On Wednesday at its Zoomtopia conference, Zoom launched a suite of new products. The centerpiece is an upgraded AI companion designed to work across different meeting applications. New capabilities include the ability to add your own notes, AI-powered meeting scheduling, and the introduction of AI avatars that resemble users. With these features, the company aims to compete directly with specialized meeting startups and broader productivity suites.
Zoom has long provided an AI bot to record and transcribe its own meetings. However, it now faces competition from cross-application meeting notetakers like Read AI, Otter, Fireflies, Granola, and Circleback, which have made significant progress. To address this, Zoom is enabling its AI companion to work on other platforms such as Google Meet and Microsoft Teams. It is also introducing a feature to take notes during in-person meetings.
The company is taking inspiration from Granola by allowing users to jot down their own notes during meetings and then use AI to expand and structure those notes later. Zoom is adding a cross-platform search function so users can retrieve information from across both Google and Microsoft’s ecosystems.
New calendar-related features are also on the way. The AI Companion will help users find time slots that work for all attendees. It can also suggest meetings you can skip through a new “free up my time” request. Calendar tool Clockwise launched a similar tool last year to resolve meeting conflicts.
The company is rolling out proactive meeting recommendations, including suggested tasks and agenda items for meeting preparation, as well as a group AI assistant designed for teams.
Zoom will also introduce photorealistic avatars to its platform, a concept it has discussed for some time. The company’s CEO, Eric Yuan, used an avatar during a recent quarterly call. These avatars are designed to mimic your actions on video and are intended for use when you are not “camera-ready.” However, there are acknowledged deepfake risks associated with the misuse of such personas, which could lead corporate IT departments to disable the feature. It is expected to be available to consumers by the end of the year.

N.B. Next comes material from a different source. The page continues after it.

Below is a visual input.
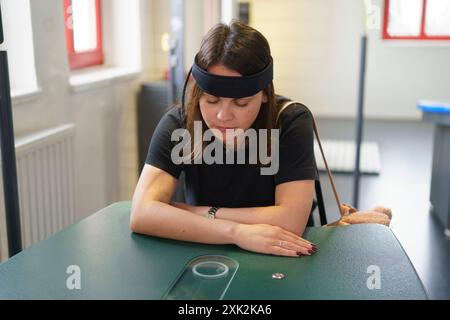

The update introduces the ability for hosts to use Zoom Clips, its asynchronous video tool, alongside AI avatars to greet people in waiting rooms and explain the purpose of a meeting. AI will also power new live translation features.
Furthermore, Zoom is launching an upgraded web interface that features its AI companion more prominently. Other AI-powered features are being added, including a writing assistant to draft emails and documents and a deep research tool. Zoom will also allow for the creation of custom AI agents with support for Model Context Protocol (MCP), support higher bit rates and 60fps for meetings, and introduce a new Zoom video management tool to manage video assets.